# Getting out of Freshwater SALE - DFW Only



## soundgy (Jul 9, 2010)

Hey guys,

I am leaving the freshwater tank hobby. I am looking to sell off 100% of my inventory.

If you are interested, please head over to the other "planted tank" forum and look for my post in the for sale section. I cannot repost my thread here as my post count is too low. I thought it would be pretty sad to increase my post count JUST to post a for sale thread. My username on that forum is the same as this forum.
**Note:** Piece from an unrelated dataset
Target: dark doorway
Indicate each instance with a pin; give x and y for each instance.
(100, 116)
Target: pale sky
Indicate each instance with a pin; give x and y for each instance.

Apologies if this is over stepping APC's rules. I didn't want to put a direct link, just in case.

Matt


----------



## fishyjoe24 (May 18, 2010)

you getting out of the aquarium hobby completely or just the freshwater one? you going to saltwater?


----------



## soundgy (Jul 9, 2010)

Moving to Reef Tank around 150ish pre-drilled 

Matt


----------



## fishyjoe24 (May 18, 2010)

soundgy said:


> Moving to Reef Tank around 150ish pre-drilled
> 
> Matt


cool, let me know if you need help setting that tank up, i'm also a saltwater person...
how much areyou wanting for one of the xp2's or the xp3 and hydor inline 300w heater?


----------



## TetraGuy72 (Dec 12, 2009)

Do you have any co2 equipment? I didn't see it listed in the post, but you said you may have more stuff that's not listed.


----------



## soundgy (Jul 9, 2010)

Pricing has been updated.

I have a Victor Dual Stage Regulator that I added to the thread.

Matt


----------



## soundgy (Jul 9, 2010)

I just revamped the entire thread, added more pics and gear.

Matt


----------



## tae2610 (Sep 9, 2009)

I can't find you post too >.>


----------



## soundgy (Jul 9, 2010)

PMed.

Matt


----------



## fishyjoe24 (May 18, 2010)

http://www.plantedtank.net/forums/swap-n-shop/149578-getting-out-freshwater-sale-dfw-only.html


----------



## soundgy (Jul 9, 2010)

Wasn't sure if it was allowed lol!

Thank you,

Matt


----------



## fishyjoe24 (May 18, 2010)

matt,i pm'ed over on planted tank i'm interested in one of the inline 300w heaters and the xp2 or one of the xp3.


----------



## soundgy (Jul 9, 2010)

All PMs replied to.

More stuff still available.

Matt


----------